Protect yourself with these prevention tips:

  • STAY OUT OF THE SUN – During times of extreme heat temperatures, stay indoors. The sun is hottest between 10 a.m. and 2 p.m.  Adjusting when you go outside could mean a difference of several degrees.
  • AIR CONDITIONING – Air conditioning is the primary factor against heat-related illness and death. Spend as much time as possible in air conditioned spaces.  If you don’t have an air conditioner, go somewhere that is air conditioned such as the library, indoor mall or a movie theater.

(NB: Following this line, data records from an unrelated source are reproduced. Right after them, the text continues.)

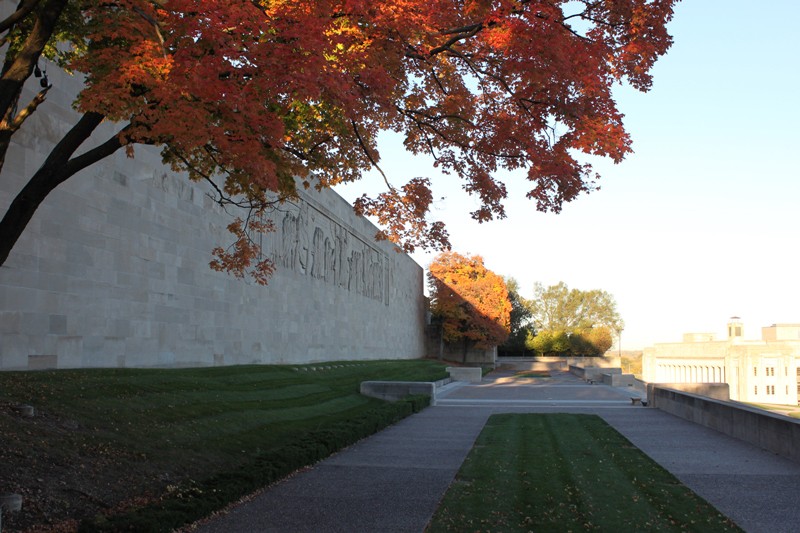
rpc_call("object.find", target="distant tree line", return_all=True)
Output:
[428,252,623,356]
[499,278,624,357]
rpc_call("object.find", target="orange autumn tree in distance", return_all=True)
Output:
[0,0,677,283]
[428,252,511,354]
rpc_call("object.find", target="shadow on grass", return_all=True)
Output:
[427,414,741,533]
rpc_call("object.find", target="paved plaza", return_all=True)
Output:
[198,371,800,533]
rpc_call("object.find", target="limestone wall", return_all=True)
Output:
[0,59,424,369]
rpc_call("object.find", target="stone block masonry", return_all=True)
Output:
[0,64,425,370]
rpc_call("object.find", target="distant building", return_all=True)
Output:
[642,317,800,405]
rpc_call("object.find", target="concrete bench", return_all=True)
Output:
[360,381,436,402]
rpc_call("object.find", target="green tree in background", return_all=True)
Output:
[499,277,534,356]
[527,281,624,356]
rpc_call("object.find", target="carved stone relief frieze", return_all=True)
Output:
[264,195,392,305]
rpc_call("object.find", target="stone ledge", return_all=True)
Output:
[445,366,483,383]
[647,383,800,462]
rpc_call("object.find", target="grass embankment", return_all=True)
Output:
[0,361,447,531]
[428,414,740,533]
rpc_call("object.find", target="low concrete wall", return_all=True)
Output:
[647,384,800,462]
[360,381,436,401]
[648,383,731,402]
[497,357,569,371]
[446,366,483,383]
[602,368,636,387]
[569,364,622,381]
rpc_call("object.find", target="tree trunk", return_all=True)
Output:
[0,113,124,266]
[0,0,68,171]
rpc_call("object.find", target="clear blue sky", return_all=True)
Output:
[339,0,800,349]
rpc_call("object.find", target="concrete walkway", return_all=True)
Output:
[197,372,800,533]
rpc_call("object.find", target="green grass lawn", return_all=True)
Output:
[0,360,447,530]
[427,414,740,533]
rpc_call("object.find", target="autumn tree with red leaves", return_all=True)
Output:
[0,0,677,282]
[428,252,511,353]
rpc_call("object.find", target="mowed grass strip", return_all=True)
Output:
[427,414,741,533]
[0,360,447,531]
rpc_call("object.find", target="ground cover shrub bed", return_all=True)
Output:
[427,414,740,533]
[0,360,447,531]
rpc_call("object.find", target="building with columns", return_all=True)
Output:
[642,317,800,405]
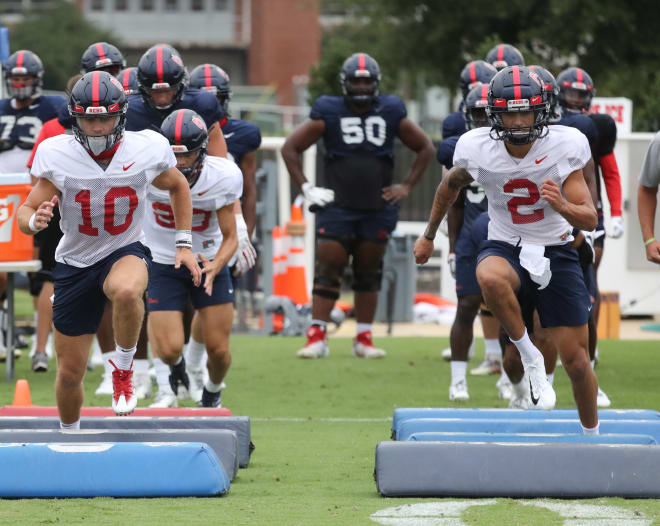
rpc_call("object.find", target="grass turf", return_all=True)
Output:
[0,326,660,526]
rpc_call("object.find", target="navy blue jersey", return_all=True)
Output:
[437,135,488,228]
[442,109,467,139]
[126,89,224,132]
[557,112,598,151]
[309,95,407,210]
[220,119,261,166]
[0,95,66,151]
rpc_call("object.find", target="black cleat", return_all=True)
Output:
[202,387,222,407]
[169,356,190,394]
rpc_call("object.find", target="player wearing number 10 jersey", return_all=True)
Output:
[414,66,598,434]
[18,71,201,428]
[282,53,435,358]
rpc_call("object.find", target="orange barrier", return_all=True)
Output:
[0,178,33,261]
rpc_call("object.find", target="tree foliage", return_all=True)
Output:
[9,0,121,90]
[311,0,660,130]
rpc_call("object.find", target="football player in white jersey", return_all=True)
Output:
[18,71,202,429]
[144,109,243,407]
[414,66,598,434]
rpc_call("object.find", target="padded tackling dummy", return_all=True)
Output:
[0,416,254,468]
[397,418,660,442]
[0,442,229,498]
[0,429,238,480]
[375,442,660,498]
[392,407,660,438]
[408,432,657,445]
[0,405,234,418]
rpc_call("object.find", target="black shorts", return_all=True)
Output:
[53,242,151,336]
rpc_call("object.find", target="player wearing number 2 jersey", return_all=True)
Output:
[18,71,201,428]
[414,66,598,434]
[282,53,434,358]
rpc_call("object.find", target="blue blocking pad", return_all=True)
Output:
[397,418,660,441]
[392,407,660,438]
[0,442,229,498]
[408,432,657,445]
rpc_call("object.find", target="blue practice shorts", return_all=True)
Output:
[316,204,399,243]
[455,212,489,298]
[479,241,593,327]
[53,242,151,336]
[147,263,234,312]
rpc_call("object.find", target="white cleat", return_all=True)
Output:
[186,364,205,404]
[94,374,114,396]
[296,325,330,359]
[470,357,502,376]
[135,373,153,400]
[449,380,470,402]
[149,389,179,409]
[495,376,513,400]
[523,358,557,411]
[596,386,612,407]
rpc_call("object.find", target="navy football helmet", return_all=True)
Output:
[557,68,596,113]
[460,60,497,98]
[160,109,209,187]
[486,66,549,146]
[463,82,490,130]
[2,49,44,100]
[188,64,231,115]
[115,67,139,95]
[137,44,187,110]
[68,71,128,157]
[80,42,126,76]
[486,44,525,71]
[339,53,380,106]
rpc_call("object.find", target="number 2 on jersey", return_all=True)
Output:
[503,179,545,225]
[75,186,138,236]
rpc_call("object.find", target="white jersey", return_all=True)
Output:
[31,130,176,267]
[144,155,243,265]
[454,125,591,245]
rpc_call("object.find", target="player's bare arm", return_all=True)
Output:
[282,119,325,188]
[152,168,202,286]
[383,118,435,203]
[18,178,61,236]
[637,184,660,264]
[197,205,238,296]
[208,122,227,158]
[241,152,257,238]
[413,166,474,265]
[541,170,598,231]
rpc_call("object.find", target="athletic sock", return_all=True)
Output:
[204,380,222,393]
[154,358,172,391]
[60,420,80,431]
[580,422,600,435]
[450,360,467,385]
[184,336,206,368]
[112,345,137,370]
[484,338,502,363]
[509,329,543,365]
[356,323,371,334]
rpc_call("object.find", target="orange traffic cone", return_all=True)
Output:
[14,379,32,407]
[286,204,309,305]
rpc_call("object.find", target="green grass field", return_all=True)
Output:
[0,316,660,526]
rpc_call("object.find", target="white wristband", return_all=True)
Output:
[28,212,43,232]
[174,230,192,248]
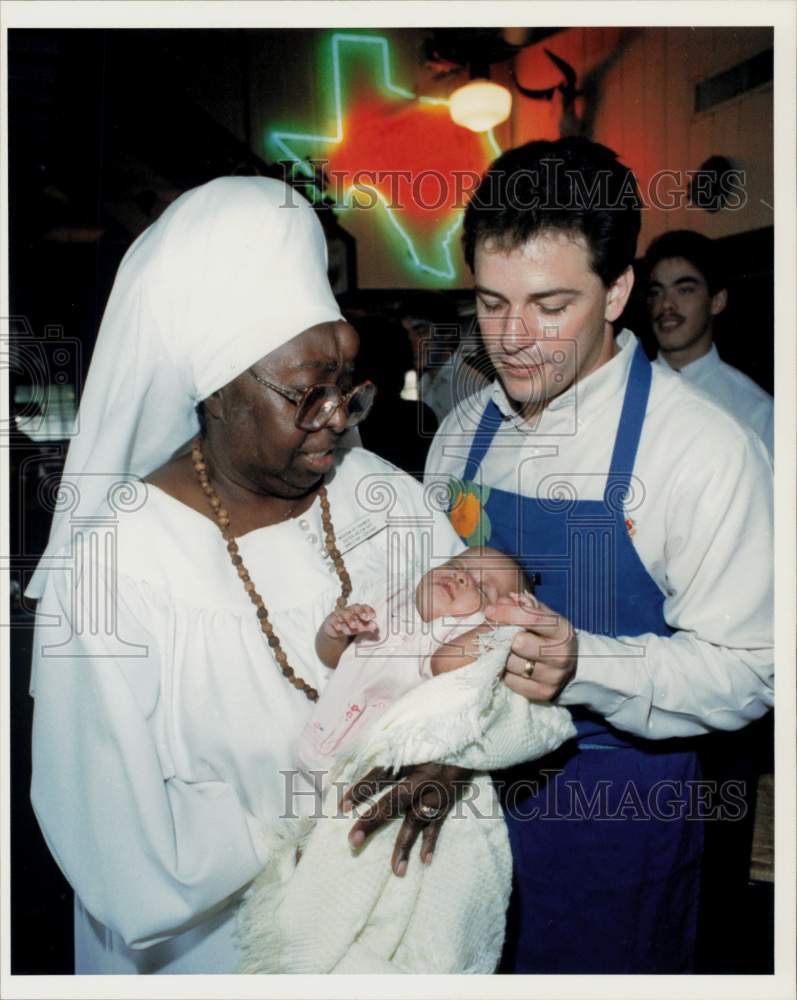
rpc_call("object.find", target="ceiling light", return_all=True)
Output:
[448,80,512,132]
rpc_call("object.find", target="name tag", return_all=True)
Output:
[336,514,387,556]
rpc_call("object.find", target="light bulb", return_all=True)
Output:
[448,80,512,132]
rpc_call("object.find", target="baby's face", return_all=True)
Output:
[415,548,523,621]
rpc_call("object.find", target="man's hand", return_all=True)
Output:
[484,594,578,701]
[341,764,472,876]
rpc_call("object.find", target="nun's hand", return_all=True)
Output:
[484,594,578,701]
[341,764,472,876]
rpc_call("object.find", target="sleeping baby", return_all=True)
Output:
[297,546,529,774]
[239,548,575,974]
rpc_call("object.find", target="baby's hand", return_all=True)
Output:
[321,604,378,639]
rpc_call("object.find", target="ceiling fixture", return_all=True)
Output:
[448,80,512,132]
[425,27,562,132]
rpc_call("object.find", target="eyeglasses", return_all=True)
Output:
[249,368,376,431]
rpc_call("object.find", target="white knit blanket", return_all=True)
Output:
[233,626,575,974]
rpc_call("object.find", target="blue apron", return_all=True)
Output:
[455,345,703,974]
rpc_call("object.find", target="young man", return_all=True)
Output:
[426,138,773,973]
[645,229,774,455]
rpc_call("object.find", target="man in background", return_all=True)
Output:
[645,229,773,456]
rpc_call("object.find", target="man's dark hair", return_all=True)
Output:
[462,136,641,287]
[644,229,727,295]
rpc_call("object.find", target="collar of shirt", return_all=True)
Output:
[485,329,638,434]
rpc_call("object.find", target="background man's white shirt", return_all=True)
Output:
[655,344,775,456]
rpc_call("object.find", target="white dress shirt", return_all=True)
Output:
[426,330,773,739]
[655,344,775,455]
[31,448,462,973]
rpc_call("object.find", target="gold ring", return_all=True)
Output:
[415,802,440,823]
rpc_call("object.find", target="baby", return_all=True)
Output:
[239,548,575,974]
[297,547,525,773]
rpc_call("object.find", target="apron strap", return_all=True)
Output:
[603,341,652,508]
[462,399,504,483]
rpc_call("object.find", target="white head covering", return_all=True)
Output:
[26,177,341,597]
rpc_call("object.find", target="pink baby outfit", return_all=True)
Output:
[296,588,484,773]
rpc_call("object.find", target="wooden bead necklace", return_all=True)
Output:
[191,437,351,701]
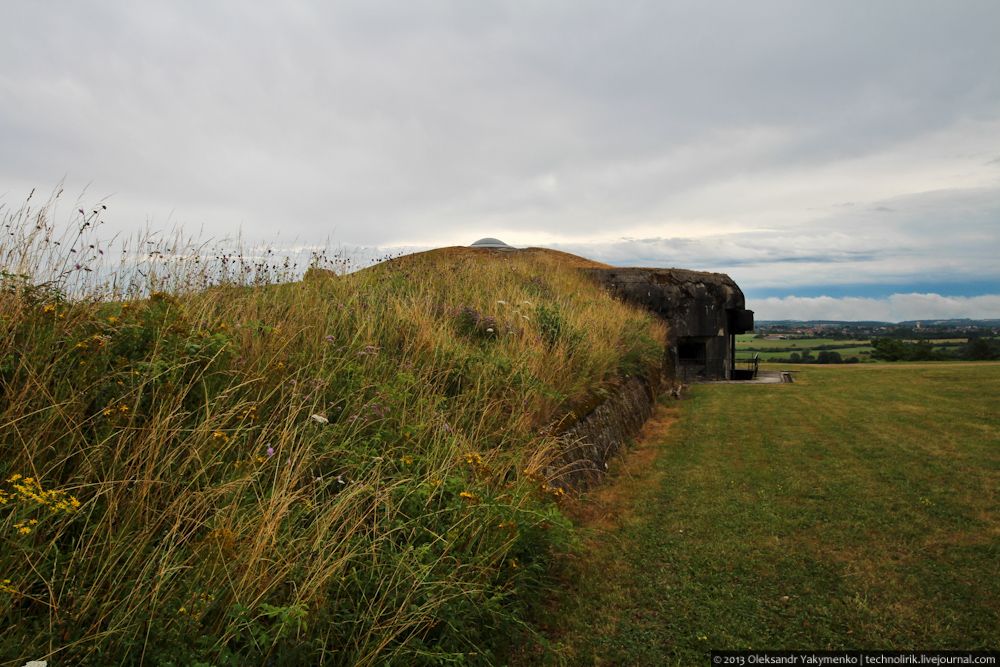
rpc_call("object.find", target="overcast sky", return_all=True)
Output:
[0,0,1000,319]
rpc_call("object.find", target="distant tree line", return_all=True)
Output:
[768,348,861,364]
[871,338,1000,361]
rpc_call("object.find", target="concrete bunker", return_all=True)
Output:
[470,243,756,382]
[583,268,753,382]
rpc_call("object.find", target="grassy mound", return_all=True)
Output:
[0,204,663,665]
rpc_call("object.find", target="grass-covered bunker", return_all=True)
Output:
[471,238,753,381]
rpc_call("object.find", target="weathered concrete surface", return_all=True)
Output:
[550,377,660,489]
[582,268,753,382]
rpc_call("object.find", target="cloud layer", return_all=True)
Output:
[747,294,1000,322]
[0,0,1000,308]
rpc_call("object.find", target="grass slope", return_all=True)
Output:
[550,363,1000,665]
[0,218,664,665]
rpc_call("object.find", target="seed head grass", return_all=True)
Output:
[0,190,665,665]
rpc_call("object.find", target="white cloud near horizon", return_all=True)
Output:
[747,293,1000,322]
[0,0,1000,300]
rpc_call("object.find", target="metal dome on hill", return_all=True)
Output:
[469,237,514,250]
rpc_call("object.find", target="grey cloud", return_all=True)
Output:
[748,293,1000,322]
[0,0,1000,298]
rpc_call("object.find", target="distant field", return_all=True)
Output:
[736,334,872,361]
[553,362,1000,665]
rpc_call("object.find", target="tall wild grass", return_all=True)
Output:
[0,190,663,665]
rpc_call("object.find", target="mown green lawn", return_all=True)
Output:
[545,363,1000,665]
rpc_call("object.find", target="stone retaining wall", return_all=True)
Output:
[552,377,663,489]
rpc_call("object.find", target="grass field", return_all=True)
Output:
[0,201,666,667]
[533,363,1000,665]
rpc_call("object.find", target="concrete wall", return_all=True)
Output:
[582,268,753,382]
[548,377,660,489]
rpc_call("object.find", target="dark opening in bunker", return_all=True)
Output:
[677,338,708,365]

  • STAY HYDRATED – Drink plenty of cool water, clear juices, and other liquids that don’t contain alcohol or caffeine. Dehydration is common among older adults and can be life threatening.  Don’t wait to drink until you are thirsty as that can be a sign of dehydration.
  • DRESS APPROPRIATELY – When outdoors wear light colored, loose clothing. Dark colored clothes absorb heat.  Wear sunglasses and a wide brimmed hat.
  • ALWAYS WEAR SUNSCREEN – Sunburn damages your skin, causes a loss of body fluids and affects your body’s ability to cool itself. Use “broad spectrum” sunscreen with sun protection factor (SPF) of 30 or higher.
  • COOL DOWN – Take tepid showers, baths, or sponge baths when you’re feeling warm. Or, you can wet washcloths or towels with cool water and put them on your wrists, ankles, armpits, and neck.

During hot summer months, our elderly loved ones, friends and neighbors are more susceptible to heat related illnesses and injuries.  If you have elderly relatives or neighbors, you should visit those at risk at least twice a day and watch for signs of heat exhaustion or heat stroke.  If you see any signs of severe heat stress, you may be dealing with a life-threatening emergency.  Have someone call for immediate medical assistance while you begin cooling the affected person.  If emergency medical personnel are delayed, call the hospital emergency room for further instructions.